In Pursuit Of A Gentle Way

Of all the adjectives one could choose to describe my personality, “Gentle” would most definitely not be among even the first twenty that come to mind.  I have a very tender heart, but years of burying and covering up my vulnerabilities have created a somewhat tough exterior.  This happens to many of us in life.  It usually takes nearly half a century of living before you start to think about yourself as not merely a physical being but a spiritual one.  I am almost one year past the mid-century mark in physical years and this is certainly true for me.  More than anything, I want to prioritize spiritual growth over other pursuits right now.  So my “Word of the Year” for 2017 is GENTLE.

The death of a beloved classmate last summer reminded me of a guiding principle for my High School education, a quote by Francis de Sales, “Nothing is so strong as gentleness, nothing so gentle as real strength.”  Weeks before Lori’s passing, several of my classmates and I were in daily contact with her via group text messaging.  She reached out to us in her most frightened, vulnerable state for support as she awaited news and guidance about her recent diagnosis of breast cancer.  The outpouring of “gentle strength” from my group of High School friends was, at times, mind-blowing.  We walked hand in hand with Lori through her life’s most harrowing journey until it was time for her to leave her physical body.  It was the most beautiful, intimate, raw experience of my adult life so far.

The courage it took for Lori to open herself up to so many friends from so long ago dismays me.   I will be forever humbled and convinced that gentleness is the ultimate spiritual practice.

Everybody knows compromise is a good thing to practice in business and ultimately in life.  Bending one’s will to move toward another’s best interests leads to successful relationships and a satisfying life.  Nobody likes a stubborn old goat!!!  Learning to practice gentleness begins with ME:   embracing an open, courageous, accepting heart means I also have to be vulnerable when I don’t necessarily want to face it.  Approaching a life of gentleness as a practice rather than a goal allows me to make small choices on a daily basis that ultimately lead to the value of gentleness.  Before letting myself become completely angry, for instance, I try to think less of what I want from any situation or person and more about how wonderful it is the other person crossed my path.  I can think about people and things this way because of gentleness – I am learning to accept what is and forget the rest. This practice leads to alot less brooding about what ought to be and frees up lots of time to just be in the moment.

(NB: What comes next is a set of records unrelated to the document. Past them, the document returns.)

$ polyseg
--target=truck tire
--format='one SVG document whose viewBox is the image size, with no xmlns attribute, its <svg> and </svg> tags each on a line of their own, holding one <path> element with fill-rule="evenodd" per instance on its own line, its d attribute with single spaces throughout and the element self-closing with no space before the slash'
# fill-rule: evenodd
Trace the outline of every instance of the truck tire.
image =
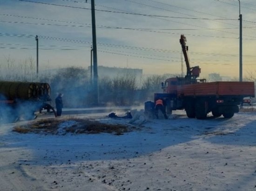
<svg viewBox="0 0 256 191">
<path fill-rule="evenodd" d="M 207 117 L 204 102 L 197 101 L 195 107 L 195 117 L 197 119 L 205 119 Z"/>
<path fill-rule="evenodd" d="M 187 116 L 189 118 L 195 118 L 195 105 L 193 104 L 189 104 L 185 109 Z"/>
<path fill-rule="evenodd" d="M 223 114 L 223 116 L 225 118 L 231 118 L 234 116 L 234 112 L 227 112 Z"/>
<path fill-rule="evenodd" d="M 216 111 L 216 110 L 212 110 L 212 114 L 214 116 L 216 117 L 220 117 L 222 115 L 221 114 L 219 113 L 218 111 Z"/>
<path fill-rule="evenodd" d="M 169 99 L 167 99 L 165 101 L 165 104 L 166 105 L 166 114 L 167 115 L 172 115 L 172 109 L 171 107 L 171 101 Z"/>
</svg>

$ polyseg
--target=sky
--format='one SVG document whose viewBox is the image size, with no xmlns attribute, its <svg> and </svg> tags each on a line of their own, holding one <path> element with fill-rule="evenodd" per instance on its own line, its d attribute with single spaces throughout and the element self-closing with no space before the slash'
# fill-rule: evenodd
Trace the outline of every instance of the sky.
<svg viewBox="0 0 256 191">
<path fill-rule="evenodd" d="M 241 0 L 243 77 L 256 72 L 256 2 Z M 186 73 L 179 39 L 187 38 L 190 66 L 239 77 L 239 1 L 95 0 L 98 65 Z M 36 60 L 39 70 L 90 65 L 91 0 L 0 0 L 0 67 L 8 58 Z"/>
</svg>

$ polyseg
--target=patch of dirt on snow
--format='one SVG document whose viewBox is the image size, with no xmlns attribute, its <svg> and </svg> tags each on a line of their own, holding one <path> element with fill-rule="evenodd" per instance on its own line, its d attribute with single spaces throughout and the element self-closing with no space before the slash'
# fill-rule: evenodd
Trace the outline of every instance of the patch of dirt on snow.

So, in 2017, I will continue to joyfully pursue the practice of gentleness in my life.  Earlier today, I read a beautiful reflection on gentleness, and I share it here with you as a special gift for you to take on your 2017 journey:

“It’s the hard things that break; soft things don’t break.  It took me so very, very long to see it!  You can waste so many years of your life trying to become something hard in order not to break; but it’s the soft things that can’t break!  The hard things are the ones that shatter into a million pieces.”  C. JoyBell C.

HAPPY NEW YEAR and may you joyfully experience the softness of a bigger, fuller, gentler life of authenticity this year!!!!